Choose your newly configured connector from the available options.

What you're seeing:

  • Your tic-tac-toe MCP server appears in the connector list
  • You can see the server description and capabilities
  • Checkbox to enable the connector

If you see errors, double-check:

  • Server is running (check Hugging Face Space status)
  • URL includes /sse endpoint
  • No typos in the server URL

Select Connector

Step 4: Connector Successfully Enabled

Confirm your MCP connector is active and ready to use.

Success indicators:

  • Active connection indicator
  • Tools available - LeChat can see your MCP tools

What happens next:

  • LeChat can now call your tic-tac-toe MCP tools
  • You can start playing games by chatting naturally
  • AI assistant will use your tools when appropriate
  • Real-time communication established via SSE

Connector Enabled

Success! You can now play Tic-Tac-Toe in LeChat with MistralAI

🎉 Congratulations!
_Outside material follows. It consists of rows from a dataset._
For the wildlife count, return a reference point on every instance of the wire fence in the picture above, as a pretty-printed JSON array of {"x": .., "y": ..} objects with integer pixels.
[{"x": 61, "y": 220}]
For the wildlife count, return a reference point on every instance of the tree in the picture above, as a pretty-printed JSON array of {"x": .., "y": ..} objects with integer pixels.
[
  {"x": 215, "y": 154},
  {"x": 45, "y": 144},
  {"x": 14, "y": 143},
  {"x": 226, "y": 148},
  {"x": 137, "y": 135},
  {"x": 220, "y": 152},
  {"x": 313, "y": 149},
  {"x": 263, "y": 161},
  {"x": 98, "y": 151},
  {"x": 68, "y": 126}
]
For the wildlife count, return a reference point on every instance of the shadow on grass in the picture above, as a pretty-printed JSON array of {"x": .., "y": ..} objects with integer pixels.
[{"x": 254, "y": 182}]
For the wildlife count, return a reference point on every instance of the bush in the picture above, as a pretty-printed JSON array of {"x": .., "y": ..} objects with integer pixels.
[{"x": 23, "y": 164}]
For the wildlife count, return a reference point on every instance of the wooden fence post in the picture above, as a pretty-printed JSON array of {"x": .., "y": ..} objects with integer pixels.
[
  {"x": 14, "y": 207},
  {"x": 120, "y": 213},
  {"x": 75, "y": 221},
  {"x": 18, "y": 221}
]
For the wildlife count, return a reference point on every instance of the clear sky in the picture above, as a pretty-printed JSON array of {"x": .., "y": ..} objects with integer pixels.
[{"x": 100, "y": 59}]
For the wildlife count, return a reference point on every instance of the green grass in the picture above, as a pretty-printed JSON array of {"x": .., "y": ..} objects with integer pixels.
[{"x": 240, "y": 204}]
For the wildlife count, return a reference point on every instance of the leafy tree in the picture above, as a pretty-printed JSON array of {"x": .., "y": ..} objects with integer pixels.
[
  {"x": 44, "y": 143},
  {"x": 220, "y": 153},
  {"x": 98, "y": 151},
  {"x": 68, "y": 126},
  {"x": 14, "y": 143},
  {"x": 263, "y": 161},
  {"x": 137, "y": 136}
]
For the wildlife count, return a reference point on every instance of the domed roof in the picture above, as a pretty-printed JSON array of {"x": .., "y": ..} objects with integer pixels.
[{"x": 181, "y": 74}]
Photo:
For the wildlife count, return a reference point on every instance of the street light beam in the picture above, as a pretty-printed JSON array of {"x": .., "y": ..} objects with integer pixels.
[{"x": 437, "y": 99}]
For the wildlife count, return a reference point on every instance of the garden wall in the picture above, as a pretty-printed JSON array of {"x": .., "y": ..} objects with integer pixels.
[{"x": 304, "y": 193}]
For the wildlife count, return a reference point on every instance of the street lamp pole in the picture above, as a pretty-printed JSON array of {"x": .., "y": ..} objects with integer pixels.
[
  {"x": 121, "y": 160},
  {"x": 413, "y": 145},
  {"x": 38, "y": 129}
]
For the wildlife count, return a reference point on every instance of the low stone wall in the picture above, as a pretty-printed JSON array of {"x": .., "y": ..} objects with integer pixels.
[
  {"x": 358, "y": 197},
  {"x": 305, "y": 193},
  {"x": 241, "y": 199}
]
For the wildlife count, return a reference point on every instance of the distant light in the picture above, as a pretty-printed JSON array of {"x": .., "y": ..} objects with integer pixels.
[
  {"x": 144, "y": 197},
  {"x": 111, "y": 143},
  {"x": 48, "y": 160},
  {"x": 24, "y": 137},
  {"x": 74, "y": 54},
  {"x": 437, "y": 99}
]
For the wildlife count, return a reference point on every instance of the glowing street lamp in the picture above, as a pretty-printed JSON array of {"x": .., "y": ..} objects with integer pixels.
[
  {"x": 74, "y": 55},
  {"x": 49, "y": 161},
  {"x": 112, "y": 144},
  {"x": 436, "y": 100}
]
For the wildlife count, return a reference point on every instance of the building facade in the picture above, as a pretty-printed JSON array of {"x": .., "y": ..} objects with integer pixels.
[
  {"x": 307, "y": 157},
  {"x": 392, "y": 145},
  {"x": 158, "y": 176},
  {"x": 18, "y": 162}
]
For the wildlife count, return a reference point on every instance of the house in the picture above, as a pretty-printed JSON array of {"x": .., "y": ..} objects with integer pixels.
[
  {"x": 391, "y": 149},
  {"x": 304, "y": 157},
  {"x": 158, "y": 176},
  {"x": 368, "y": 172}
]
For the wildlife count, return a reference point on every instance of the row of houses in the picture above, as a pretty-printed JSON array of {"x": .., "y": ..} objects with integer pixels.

You now have:

  • Custom MCP Server deployed and running
  • LeChat Integration with real-time communication
  • Interactive Gameplay with intelligent AI opponent
  • Rich Experience with markdown game boards and chat
  • Multi-Session Support for concurrent games

What You've Accomplished

You've built a complete end-to-end integration from custom application logic to AI chat interface:

  1. Game Logic Foundation - Room-based tic-tac-toe with AI
  2. MCP Server Layer - Tools that AI assistants can call
  3. Cloud Deployment - Production server on Hugging Face Spaces
  4. Chat Integration - Real-time gameplay in conversational interface

You've mastered the complete MCP development workflow on LeChat 🚀


Congratulations on building your first custom MCP server integration!